Two police officers escorted Rabbi Adele Plotkin out of the Feb. 9 Chino Valley Town Council meeting at the request of Mayor Chris Marley, who ended his prayer “in the name of my Lord and Savior, Jesus Christ,” the Daily Courier reported.
Marley is a minister and six of the seven council members in Chino Valley, in northern Arizona, have identified themselves as Christians, while one is identified a non-Christian. Under council regulations, a council member may give the invocation but is not required. The council member identified as non-Christian has declined to give an invocation, according to the newspaper.
At the meeting last week, the council voted to make no changes to the invocation tradition.
Marley reportedly had announced at the Jan. 26 council meeting that there would be no invocations at meetings until the council had discussed the current system following a complaint from a different rabbi. Plotkin, of the Beit Torah congregation, told the Daily Courier that she attended the meeting based on that announcement.
Explaining her protest, Plotkin told the newspaper, “Sitting there is giving the impression of acquiescence, so what was I to do?”
The mayor argued at the meeting that ending the invocations would harm the council members’ right to freely worship as enshrined in the Bill of Rights.
The rabbi said she has been in contact with the American Civil Liberties Union about the invocations.
Jake Bennett, the Anti-Defamation League’s Arizona regional director, said in a statement: “We believe it is inappropriate and insensitive for a mayor or town council member elected to represent all of the people in his community to offer a sectarian invocation at a public town council meeting.
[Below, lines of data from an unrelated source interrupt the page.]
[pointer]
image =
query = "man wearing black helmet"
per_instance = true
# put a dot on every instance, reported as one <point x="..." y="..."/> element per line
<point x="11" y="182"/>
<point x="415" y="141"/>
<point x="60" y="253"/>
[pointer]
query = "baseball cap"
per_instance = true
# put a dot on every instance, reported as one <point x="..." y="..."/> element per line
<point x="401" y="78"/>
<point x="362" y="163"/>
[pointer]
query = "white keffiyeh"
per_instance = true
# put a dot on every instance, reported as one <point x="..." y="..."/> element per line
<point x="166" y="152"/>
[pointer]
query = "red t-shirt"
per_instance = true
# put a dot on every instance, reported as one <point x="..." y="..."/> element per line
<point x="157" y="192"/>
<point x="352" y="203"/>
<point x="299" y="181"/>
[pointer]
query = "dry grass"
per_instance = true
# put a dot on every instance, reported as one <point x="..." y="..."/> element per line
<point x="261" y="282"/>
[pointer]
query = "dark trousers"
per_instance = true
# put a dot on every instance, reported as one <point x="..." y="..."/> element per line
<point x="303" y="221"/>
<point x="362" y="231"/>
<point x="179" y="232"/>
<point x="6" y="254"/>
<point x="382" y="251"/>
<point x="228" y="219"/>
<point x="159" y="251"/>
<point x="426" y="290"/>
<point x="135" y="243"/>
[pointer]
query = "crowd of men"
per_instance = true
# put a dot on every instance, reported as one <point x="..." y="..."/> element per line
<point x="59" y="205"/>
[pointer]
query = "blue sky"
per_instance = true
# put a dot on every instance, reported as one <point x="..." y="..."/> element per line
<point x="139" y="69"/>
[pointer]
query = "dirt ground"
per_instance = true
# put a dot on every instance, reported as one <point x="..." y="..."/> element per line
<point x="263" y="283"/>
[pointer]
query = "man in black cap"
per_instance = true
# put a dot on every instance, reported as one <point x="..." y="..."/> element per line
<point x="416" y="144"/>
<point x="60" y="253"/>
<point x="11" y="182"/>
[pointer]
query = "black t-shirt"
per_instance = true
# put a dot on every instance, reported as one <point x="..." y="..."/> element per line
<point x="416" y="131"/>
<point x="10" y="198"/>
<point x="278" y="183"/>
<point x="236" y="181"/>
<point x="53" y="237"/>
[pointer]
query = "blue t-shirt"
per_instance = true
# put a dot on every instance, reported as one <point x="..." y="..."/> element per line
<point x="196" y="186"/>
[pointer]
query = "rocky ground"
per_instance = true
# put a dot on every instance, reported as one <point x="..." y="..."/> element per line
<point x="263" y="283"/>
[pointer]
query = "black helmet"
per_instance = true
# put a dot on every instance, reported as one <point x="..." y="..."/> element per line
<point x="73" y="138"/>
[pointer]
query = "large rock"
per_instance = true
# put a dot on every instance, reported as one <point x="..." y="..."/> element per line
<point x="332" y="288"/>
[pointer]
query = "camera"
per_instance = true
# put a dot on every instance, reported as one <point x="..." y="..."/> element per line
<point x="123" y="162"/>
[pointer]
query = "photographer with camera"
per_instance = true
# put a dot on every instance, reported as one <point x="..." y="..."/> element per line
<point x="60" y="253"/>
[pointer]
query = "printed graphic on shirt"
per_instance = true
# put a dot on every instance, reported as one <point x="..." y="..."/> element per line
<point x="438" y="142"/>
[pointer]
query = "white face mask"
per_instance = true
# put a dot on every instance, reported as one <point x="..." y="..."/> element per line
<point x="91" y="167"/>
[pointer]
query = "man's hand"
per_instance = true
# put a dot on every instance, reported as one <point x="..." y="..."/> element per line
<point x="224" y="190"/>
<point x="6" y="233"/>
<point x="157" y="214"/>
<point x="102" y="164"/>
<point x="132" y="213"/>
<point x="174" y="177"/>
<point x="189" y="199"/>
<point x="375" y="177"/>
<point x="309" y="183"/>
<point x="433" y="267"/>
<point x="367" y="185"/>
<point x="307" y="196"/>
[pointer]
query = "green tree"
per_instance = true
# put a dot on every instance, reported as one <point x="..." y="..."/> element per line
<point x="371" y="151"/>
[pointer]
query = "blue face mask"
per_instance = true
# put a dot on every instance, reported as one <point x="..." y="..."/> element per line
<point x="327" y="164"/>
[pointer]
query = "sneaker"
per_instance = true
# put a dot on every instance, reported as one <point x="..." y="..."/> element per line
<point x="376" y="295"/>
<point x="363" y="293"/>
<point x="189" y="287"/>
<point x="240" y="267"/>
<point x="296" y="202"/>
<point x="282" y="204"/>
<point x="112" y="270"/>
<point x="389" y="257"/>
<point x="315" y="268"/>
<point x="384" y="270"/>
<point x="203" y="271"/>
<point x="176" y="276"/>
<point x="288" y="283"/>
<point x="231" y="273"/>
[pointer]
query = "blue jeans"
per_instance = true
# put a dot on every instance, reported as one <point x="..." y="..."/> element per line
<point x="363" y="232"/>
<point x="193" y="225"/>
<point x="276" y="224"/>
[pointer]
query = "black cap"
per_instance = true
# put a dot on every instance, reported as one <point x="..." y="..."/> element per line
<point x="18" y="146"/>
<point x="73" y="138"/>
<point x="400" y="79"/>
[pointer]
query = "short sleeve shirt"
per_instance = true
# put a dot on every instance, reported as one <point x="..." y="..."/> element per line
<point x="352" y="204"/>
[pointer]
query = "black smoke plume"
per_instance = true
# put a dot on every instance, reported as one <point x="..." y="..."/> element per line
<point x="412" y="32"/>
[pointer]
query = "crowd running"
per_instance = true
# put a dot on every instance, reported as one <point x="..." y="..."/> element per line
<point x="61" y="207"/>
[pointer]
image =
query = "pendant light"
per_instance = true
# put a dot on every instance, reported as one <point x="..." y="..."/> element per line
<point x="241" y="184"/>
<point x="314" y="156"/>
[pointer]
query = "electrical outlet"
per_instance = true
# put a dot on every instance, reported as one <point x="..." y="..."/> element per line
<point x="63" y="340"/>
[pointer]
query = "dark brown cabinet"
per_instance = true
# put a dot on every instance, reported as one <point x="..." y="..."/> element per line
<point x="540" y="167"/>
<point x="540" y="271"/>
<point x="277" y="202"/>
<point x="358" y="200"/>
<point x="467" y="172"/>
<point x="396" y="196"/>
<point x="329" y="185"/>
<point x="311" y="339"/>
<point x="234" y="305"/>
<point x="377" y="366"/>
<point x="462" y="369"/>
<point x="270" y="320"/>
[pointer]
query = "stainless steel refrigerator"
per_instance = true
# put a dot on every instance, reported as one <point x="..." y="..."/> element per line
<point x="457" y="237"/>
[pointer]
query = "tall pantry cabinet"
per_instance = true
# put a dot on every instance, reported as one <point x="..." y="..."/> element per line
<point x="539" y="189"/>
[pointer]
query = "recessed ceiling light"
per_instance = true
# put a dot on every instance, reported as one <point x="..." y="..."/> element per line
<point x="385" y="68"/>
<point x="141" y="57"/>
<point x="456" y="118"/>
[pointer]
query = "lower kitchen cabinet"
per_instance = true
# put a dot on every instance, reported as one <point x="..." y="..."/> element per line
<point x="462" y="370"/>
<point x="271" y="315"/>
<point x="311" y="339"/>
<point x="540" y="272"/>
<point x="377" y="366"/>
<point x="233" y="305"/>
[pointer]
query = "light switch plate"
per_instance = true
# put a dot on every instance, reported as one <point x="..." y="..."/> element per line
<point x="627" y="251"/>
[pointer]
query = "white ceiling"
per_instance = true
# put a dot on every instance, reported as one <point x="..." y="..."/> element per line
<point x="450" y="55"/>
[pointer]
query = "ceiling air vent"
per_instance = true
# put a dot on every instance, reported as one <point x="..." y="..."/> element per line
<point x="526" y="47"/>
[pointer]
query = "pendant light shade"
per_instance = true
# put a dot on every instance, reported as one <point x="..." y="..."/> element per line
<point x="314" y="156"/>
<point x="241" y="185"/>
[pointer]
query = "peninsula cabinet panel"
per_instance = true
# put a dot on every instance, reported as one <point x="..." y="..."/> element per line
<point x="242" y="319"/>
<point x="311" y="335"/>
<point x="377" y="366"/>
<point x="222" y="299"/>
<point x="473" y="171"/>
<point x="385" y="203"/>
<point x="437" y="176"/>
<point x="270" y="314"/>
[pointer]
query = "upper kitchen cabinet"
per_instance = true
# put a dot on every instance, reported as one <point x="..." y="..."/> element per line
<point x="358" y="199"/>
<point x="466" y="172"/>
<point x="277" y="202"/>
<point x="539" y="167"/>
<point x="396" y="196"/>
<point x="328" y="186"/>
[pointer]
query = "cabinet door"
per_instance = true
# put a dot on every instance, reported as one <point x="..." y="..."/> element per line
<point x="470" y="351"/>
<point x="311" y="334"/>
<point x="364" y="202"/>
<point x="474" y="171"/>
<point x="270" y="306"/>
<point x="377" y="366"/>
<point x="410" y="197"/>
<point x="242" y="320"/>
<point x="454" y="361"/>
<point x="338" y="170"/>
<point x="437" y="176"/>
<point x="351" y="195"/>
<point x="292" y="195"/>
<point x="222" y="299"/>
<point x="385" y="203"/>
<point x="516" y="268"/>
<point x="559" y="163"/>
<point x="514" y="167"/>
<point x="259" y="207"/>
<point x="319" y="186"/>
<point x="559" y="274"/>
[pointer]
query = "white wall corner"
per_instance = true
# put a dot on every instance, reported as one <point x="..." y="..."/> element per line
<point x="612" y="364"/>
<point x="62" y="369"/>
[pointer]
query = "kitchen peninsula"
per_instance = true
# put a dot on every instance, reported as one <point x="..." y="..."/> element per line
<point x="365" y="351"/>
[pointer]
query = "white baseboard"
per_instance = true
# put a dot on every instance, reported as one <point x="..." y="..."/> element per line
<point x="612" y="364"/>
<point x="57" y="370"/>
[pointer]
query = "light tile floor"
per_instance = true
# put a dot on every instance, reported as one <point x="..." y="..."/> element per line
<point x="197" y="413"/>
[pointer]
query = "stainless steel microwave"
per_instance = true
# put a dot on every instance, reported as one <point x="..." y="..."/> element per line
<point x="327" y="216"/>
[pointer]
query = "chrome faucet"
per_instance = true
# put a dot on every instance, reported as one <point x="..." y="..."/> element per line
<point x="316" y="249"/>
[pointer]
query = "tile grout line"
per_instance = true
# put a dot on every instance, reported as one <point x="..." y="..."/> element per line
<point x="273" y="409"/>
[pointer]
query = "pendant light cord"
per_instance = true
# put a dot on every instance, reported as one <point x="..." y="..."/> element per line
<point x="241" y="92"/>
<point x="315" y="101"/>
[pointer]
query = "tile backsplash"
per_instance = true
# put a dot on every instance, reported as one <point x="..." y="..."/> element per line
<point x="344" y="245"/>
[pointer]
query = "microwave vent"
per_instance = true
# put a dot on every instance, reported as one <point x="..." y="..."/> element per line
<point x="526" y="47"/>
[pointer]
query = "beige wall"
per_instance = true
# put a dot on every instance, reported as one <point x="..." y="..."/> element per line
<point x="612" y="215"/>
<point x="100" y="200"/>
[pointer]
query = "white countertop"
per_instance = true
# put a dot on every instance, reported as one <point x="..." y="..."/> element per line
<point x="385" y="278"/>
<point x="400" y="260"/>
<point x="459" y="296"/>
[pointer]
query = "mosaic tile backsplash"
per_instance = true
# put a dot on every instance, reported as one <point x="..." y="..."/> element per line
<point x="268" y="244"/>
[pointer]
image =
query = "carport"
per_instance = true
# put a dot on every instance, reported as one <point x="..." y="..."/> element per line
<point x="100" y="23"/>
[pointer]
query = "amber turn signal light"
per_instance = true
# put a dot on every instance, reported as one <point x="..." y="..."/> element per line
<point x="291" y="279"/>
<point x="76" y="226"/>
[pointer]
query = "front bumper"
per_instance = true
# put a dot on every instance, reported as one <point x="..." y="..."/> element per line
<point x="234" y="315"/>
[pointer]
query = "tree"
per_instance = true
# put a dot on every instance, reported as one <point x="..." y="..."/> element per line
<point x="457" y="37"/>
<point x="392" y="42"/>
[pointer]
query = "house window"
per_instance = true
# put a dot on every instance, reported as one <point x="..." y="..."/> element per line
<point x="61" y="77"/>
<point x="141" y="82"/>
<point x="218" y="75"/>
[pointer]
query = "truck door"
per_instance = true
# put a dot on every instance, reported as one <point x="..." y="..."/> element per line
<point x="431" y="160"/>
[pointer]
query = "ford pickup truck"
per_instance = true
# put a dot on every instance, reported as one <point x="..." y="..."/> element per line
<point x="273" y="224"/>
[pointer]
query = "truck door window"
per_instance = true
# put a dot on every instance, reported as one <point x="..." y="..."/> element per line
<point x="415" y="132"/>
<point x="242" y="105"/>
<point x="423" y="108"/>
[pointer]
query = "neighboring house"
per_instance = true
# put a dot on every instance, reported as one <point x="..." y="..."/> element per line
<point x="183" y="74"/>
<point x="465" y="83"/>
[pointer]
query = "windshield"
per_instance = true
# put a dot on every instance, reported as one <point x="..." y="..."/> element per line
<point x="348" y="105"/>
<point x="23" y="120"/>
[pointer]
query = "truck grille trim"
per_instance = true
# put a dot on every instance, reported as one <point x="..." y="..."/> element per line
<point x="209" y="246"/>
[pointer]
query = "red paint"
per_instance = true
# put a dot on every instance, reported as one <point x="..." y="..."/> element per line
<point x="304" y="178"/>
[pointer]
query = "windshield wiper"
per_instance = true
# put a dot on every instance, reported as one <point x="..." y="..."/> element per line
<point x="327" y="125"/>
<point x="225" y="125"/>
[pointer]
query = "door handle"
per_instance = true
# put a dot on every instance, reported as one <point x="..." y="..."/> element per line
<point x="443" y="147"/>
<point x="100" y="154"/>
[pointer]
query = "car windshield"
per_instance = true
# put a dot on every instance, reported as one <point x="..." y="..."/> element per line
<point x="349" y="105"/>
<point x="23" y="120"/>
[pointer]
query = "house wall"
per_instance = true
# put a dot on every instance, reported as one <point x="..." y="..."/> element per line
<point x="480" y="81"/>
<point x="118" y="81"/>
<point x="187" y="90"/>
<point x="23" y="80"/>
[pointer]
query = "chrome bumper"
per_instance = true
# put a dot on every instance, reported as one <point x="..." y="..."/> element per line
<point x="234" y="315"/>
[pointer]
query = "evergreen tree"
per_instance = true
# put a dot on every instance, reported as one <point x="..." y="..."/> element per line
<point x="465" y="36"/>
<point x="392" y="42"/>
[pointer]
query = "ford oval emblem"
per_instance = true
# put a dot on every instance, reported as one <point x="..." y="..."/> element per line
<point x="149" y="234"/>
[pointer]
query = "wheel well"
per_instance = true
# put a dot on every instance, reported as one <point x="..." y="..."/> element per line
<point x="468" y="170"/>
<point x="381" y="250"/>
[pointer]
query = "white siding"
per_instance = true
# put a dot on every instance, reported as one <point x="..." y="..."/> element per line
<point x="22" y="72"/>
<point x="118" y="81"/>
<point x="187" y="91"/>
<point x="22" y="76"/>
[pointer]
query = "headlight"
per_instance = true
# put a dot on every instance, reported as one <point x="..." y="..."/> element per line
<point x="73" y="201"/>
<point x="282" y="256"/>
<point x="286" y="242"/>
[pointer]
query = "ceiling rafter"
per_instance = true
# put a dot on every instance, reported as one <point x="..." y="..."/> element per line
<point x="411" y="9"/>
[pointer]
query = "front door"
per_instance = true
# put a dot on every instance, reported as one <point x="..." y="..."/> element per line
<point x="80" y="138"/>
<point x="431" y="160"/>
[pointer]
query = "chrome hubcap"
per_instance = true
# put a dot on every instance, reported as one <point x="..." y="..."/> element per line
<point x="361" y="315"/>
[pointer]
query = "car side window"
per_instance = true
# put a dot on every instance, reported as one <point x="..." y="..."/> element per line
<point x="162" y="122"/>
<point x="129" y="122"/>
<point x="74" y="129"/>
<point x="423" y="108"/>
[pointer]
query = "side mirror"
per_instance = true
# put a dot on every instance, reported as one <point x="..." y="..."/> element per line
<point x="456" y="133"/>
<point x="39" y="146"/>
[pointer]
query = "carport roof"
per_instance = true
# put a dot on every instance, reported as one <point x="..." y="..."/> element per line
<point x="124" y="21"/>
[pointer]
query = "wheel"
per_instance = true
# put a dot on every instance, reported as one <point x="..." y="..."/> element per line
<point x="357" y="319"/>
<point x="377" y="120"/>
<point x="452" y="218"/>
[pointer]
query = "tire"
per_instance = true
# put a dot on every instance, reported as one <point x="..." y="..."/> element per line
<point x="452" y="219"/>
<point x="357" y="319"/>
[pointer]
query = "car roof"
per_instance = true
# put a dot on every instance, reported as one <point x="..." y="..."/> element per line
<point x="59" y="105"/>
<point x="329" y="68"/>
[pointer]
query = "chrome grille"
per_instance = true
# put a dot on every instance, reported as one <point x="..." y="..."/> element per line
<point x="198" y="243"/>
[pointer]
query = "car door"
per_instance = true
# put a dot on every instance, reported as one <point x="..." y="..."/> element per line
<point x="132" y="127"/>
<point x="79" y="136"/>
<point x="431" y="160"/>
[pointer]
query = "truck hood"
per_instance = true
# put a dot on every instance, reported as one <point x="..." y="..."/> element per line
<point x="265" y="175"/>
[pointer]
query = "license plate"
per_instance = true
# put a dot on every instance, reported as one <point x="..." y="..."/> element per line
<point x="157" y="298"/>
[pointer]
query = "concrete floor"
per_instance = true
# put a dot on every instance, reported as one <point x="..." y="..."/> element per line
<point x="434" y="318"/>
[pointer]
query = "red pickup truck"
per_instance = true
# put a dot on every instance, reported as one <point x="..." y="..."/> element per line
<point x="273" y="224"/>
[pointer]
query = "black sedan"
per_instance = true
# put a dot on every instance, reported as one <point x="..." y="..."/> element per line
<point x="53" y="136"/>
When a civic leader prays in Jesus’ name in such a setting, the message inevitably conveyed to non-Christians is one of exclusion.”
Bennett added that Plotkin acted “inappropriately” in disrupting the council meeting and the mayor was “within his rights” to have her removed.
“But there is a larger point to be made here,” the statement concluded. “This incident graphically illustrates how divisive sectarian prayer practices before local legislative bodies can be in our pluralistic society, and why they are ill-advised.”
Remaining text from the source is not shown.